I’ve been thinking a lot lately about mourning dresses. For most of history, widows in many cultures wore them for a year or more. We have gotten away from the tradition in the last hundred years or so, and I’m coming to think that might not have been such great progress.

This isn’t to say that I’m wishing for a black wool dress and crepe veil, just some small outward sign to show the world how raw my heart is. To remind people that it has only been seven months, which sometimes feels like the blink of an eye. To ask for just a little more patience and kindness when people have already been impossibly patient and kind.

But today is Friday, casual Friday. So I’ll put on my jeans, go to work and hope for the best.

Tuesday, May 11, 2010

Never turn your back on the sea

S and I took Critter to the beach for the first time when she was about six months old. From my position on the beach chair holding a sleeping baby, I saw him diving into the water over and over. I thought he was looking for sand dollars. It went on for a really long time, calling my sand dollar theory into question. I motioned for him to come to us, and he motioned back to wait a minute, then kept diving. Finally, he came to the beach and told me he had lost his wedding band. He was so upset that he didn’t want to leave the beach that day. The ring had always been too big, and he was kicking himself for not having it sized.
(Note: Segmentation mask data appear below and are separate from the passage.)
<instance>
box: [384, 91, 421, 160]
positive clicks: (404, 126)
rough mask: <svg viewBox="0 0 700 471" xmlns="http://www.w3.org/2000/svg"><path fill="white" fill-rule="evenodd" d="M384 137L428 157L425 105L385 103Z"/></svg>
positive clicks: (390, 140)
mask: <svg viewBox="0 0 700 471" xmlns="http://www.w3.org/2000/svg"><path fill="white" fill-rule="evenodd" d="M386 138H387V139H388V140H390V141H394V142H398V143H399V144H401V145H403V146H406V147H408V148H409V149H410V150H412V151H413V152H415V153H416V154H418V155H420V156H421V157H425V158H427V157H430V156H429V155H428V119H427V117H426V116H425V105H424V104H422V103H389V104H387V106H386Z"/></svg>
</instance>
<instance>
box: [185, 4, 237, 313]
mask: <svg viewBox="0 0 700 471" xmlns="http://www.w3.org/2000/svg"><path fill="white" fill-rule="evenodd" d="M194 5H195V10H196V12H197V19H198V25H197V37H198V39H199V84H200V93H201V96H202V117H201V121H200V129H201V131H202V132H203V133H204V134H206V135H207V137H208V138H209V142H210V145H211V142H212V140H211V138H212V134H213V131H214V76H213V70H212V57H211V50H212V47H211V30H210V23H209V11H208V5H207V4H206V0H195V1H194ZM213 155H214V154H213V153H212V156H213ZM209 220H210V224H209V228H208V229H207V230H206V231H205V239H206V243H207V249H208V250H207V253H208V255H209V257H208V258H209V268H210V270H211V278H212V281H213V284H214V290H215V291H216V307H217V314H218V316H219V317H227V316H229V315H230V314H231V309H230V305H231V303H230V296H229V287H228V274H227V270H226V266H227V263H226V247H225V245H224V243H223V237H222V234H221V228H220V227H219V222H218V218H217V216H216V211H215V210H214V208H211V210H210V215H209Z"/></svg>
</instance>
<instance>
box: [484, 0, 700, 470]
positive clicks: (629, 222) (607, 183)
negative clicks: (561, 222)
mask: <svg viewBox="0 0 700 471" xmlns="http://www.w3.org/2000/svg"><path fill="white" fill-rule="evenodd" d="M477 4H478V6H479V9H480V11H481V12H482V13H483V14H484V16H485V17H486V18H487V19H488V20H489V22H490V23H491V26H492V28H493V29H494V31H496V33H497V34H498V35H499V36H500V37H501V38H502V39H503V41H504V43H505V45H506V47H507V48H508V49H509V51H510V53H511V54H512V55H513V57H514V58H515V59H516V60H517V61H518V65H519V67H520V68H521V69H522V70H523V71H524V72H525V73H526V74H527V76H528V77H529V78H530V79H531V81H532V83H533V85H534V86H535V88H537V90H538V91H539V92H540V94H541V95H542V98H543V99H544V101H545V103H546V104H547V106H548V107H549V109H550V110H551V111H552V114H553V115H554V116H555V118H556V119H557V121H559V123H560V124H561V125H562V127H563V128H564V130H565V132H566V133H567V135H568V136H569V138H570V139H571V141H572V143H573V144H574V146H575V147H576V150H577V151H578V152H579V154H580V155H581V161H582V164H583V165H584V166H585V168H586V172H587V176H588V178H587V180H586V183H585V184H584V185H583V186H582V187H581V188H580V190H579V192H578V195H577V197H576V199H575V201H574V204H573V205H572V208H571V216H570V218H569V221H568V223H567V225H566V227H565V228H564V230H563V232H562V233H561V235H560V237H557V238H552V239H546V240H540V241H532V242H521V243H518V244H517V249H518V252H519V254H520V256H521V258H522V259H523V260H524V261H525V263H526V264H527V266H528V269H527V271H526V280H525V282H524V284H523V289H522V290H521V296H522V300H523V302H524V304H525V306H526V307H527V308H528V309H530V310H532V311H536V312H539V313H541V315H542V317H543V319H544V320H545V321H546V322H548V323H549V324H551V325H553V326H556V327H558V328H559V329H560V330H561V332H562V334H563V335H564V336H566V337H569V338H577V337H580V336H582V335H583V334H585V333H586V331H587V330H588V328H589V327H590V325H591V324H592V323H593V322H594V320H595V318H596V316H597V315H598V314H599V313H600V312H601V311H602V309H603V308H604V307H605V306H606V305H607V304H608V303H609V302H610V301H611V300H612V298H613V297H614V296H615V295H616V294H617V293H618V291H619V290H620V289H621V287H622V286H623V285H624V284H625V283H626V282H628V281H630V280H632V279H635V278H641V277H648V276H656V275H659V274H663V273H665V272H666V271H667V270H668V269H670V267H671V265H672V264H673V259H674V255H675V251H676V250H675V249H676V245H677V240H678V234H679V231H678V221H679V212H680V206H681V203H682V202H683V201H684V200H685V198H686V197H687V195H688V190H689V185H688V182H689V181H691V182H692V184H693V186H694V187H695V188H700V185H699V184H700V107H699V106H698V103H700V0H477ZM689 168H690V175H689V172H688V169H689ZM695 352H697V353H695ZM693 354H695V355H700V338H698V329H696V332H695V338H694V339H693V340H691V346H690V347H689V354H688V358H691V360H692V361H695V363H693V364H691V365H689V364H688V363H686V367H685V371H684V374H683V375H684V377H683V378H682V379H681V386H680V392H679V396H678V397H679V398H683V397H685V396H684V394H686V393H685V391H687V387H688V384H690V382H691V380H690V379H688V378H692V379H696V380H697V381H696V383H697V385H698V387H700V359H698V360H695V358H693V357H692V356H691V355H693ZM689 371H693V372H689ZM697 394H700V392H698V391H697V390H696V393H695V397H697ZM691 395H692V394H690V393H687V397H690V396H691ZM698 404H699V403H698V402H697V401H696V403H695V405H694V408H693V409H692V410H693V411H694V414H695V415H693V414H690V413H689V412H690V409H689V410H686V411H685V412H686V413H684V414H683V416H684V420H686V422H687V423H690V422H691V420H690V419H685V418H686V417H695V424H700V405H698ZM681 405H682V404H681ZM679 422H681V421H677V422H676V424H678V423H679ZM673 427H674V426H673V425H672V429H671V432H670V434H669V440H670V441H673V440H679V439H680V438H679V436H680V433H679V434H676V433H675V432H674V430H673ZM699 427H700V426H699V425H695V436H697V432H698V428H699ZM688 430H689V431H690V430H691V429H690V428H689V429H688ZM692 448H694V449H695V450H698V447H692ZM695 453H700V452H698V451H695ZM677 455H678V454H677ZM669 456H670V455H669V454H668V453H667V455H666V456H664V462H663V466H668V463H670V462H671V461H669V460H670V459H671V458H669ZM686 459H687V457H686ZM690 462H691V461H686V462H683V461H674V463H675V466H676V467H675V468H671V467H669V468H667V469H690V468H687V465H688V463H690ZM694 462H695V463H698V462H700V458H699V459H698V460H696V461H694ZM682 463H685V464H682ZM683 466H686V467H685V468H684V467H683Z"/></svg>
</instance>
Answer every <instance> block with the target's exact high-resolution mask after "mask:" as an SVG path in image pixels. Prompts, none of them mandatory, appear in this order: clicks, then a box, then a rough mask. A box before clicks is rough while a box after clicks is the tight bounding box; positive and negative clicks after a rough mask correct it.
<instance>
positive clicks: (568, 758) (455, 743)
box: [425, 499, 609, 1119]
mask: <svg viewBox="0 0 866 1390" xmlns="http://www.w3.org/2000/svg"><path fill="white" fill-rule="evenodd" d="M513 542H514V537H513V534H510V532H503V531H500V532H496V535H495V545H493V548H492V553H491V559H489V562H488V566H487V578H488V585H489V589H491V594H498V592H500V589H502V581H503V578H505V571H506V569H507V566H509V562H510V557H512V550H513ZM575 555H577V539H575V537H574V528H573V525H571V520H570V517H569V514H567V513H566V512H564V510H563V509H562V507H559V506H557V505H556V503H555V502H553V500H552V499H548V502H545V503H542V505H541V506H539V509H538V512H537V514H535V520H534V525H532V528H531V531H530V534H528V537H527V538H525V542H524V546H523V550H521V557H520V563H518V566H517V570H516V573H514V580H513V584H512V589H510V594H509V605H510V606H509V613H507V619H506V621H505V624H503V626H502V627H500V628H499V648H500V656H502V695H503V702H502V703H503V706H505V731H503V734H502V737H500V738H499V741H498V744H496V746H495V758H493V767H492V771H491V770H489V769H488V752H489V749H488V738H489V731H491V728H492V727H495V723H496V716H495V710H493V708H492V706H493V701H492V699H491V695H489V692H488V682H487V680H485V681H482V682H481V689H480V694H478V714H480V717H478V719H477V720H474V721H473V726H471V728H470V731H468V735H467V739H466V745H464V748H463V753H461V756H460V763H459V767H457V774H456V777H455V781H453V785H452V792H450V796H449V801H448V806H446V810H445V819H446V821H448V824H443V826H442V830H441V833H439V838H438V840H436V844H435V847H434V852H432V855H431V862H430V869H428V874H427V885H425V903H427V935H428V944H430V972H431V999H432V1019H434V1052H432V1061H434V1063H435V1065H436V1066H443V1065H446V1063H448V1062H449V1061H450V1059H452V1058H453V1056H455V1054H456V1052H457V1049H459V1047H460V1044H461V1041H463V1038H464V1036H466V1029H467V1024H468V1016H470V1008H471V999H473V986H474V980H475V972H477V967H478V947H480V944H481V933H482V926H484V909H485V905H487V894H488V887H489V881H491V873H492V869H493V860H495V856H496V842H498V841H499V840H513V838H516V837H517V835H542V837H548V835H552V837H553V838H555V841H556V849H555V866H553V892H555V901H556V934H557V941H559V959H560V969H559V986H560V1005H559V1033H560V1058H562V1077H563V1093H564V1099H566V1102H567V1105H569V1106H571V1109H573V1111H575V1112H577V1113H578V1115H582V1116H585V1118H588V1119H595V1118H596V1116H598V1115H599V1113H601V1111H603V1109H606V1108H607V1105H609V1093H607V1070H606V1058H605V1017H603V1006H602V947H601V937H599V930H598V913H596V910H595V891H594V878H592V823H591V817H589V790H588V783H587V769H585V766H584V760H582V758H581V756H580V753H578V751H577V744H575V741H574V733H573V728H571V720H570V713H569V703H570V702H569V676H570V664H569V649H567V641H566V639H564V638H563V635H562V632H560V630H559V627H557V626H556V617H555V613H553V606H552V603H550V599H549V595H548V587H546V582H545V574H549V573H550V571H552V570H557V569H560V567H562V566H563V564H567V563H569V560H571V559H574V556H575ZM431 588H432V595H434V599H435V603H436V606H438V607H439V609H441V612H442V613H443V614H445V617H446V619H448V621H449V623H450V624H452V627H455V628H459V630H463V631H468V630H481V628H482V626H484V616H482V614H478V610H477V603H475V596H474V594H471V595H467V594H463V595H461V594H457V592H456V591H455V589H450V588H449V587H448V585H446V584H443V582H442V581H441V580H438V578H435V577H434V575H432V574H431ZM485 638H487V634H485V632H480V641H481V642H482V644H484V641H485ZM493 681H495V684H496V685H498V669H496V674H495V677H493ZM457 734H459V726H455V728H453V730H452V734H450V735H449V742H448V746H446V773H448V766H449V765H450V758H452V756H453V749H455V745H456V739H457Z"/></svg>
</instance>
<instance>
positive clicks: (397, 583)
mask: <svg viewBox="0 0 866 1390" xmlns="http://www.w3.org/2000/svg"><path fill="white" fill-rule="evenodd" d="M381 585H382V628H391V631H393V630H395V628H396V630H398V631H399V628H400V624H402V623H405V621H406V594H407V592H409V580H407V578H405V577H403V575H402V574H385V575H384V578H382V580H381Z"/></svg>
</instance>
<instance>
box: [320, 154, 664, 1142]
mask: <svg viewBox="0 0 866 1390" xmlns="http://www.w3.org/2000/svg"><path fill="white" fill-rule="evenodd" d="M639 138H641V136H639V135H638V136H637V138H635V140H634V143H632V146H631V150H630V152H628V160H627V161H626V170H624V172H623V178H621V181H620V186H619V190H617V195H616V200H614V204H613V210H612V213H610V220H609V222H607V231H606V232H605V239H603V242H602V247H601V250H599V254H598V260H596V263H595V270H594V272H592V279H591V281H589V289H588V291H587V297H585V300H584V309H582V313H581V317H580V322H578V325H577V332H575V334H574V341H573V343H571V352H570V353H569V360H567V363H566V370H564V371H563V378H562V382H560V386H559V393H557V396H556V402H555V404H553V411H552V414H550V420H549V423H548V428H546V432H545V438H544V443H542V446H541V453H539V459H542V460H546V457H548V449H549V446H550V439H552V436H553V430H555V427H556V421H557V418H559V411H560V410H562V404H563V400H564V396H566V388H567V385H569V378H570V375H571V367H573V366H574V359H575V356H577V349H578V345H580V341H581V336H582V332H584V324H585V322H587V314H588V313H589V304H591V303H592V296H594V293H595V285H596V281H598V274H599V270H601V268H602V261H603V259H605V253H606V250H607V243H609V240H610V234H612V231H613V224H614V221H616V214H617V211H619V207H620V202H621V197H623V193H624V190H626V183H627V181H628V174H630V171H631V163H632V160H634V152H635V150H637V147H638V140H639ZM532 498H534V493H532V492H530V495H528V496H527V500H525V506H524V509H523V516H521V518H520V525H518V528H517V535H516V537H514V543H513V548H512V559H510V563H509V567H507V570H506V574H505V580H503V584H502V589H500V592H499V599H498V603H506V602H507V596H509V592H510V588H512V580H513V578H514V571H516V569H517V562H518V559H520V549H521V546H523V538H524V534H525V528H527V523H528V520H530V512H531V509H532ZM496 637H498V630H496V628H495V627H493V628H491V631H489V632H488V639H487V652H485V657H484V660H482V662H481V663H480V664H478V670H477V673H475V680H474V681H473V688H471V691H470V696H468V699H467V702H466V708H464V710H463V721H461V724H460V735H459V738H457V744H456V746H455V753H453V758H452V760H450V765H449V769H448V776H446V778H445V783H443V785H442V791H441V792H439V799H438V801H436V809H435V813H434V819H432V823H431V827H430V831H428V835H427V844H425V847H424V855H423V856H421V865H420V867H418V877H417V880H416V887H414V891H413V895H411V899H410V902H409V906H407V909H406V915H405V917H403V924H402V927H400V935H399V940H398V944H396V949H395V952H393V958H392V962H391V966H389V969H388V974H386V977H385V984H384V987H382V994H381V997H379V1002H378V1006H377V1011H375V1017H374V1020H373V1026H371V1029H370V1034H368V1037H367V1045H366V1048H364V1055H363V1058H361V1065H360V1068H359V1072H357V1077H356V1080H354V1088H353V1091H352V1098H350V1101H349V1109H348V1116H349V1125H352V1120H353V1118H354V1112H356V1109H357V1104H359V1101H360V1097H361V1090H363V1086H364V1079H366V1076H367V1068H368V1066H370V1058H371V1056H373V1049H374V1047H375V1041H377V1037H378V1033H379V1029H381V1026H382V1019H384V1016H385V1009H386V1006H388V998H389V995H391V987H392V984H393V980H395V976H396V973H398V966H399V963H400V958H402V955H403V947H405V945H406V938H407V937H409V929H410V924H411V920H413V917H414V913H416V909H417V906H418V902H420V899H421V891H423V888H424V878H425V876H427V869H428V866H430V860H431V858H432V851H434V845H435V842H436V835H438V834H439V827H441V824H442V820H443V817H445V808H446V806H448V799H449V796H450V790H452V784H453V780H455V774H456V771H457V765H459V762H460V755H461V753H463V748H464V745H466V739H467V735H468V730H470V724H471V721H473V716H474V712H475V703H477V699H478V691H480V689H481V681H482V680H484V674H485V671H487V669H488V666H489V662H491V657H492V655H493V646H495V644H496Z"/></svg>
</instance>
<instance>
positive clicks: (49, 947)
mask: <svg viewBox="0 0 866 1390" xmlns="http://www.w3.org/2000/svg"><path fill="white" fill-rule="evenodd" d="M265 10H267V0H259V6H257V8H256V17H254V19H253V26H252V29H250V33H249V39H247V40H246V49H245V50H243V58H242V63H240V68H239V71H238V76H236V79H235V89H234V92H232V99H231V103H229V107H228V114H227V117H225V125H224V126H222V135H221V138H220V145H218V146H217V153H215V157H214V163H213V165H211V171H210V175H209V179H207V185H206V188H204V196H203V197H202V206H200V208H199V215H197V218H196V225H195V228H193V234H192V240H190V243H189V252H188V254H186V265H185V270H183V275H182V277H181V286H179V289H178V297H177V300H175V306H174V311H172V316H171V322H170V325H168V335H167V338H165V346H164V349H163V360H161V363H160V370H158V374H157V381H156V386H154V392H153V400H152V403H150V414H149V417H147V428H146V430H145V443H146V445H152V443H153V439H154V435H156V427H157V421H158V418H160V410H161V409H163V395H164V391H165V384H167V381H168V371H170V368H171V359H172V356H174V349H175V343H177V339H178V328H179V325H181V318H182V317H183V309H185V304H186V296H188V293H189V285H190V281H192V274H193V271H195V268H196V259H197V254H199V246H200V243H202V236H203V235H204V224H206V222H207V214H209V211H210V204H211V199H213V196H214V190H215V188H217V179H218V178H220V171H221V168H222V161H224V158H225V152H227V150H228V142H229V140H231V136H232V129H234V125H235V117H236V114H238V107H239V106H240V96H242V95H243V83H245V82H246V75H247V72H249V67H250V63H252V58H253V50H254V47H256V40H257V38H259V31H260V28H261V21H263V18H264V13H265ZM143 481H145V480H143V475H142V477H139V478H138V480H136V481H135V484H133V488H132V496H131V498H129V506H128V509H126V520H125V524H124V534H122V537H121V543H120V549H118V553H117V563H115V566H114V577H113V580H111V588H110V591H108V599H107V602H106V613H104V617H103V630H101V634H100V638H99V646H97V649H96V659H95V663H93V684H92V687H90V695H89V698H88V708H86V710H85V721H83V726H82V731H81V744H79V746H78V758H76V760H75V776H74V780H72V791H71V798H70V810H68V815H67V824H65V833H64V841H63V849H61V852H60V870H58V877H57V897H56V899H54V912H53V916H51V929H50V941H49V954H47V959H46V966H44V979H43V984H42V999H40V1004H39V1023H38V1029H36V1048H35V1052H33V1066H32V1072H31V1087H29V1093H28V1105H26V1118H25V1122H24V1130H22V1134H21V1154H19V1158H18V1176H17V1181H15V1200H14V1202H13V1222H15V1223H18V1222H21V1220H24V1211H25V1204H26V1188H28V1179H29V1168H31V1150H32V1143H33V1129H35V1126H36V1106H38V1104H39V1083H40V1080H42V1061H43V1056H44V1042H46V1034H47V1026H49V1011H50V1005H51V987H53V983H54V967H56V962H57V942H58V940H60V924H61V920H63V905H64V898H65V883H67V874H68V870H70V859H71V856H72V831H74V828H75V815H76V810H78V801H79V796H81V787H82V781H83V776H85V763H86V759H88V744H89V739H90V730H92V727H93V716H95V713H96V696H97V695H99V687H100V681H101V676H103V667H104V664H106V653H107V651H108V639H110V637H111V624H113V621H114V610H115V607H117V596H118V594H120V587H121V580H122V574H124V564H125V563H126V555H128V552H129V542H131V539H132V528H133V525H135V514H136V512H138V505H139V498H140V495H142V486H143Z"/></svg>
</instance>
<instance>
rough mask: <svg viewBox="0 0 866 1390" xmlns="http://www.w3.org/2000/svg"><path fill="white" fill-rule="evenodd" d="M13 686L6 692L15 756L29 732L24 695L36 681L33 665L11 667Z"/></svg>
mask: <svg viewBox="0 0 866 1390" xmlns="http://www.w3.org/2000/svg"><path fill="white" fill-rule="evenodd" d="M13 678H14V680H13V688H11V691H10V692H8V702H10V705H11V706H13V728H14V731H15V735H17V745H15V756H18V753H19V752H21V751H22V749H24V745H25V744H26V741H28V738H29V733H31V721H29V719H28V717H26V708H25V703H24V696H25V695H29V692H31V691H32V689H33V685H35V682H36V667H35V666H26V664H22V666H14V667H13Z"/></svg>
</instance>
I told him it was just a thing, and we could get a new one.

A couple of weeks ago, I took care of my friends’ three kids while they took a fabulous trip to Seattle. Laboring under the delusion that I had superpowers, I decided to take all four children to the beach. When we had been there for a few hours and I was starting to feel like it was too hot and too sunny and everyone was too hungry, Critter came out of the surf sobbing.  She had lost her ring, the ring S gave her. I didn’t even dive down to look for it – she didn’t know where she was when it fell off, and I didn’t want to give her false hope. So we sat at the edge of the water and I held her while we both cried. I told her the story of S’s wedding band and how we were in the same spot when it was lost, so it was kind of nice to think that the two rings were together in the sea.  The other kids didn’t know what to do – one went away, the other hovered (the third is only two years old, so he continued to fill his bucket with water and dump it out over and over).

We packed up, rinsed off and headed for home. Critter perked up in the car. When she got into bed that evening, though, the tears came again. She was holding a charm that she said allowed her one wish. I asked what her wish would be and she said, “You think I’d want the ring back, but I don’t. I want Dad back.” 

And that is how my baby started grieving.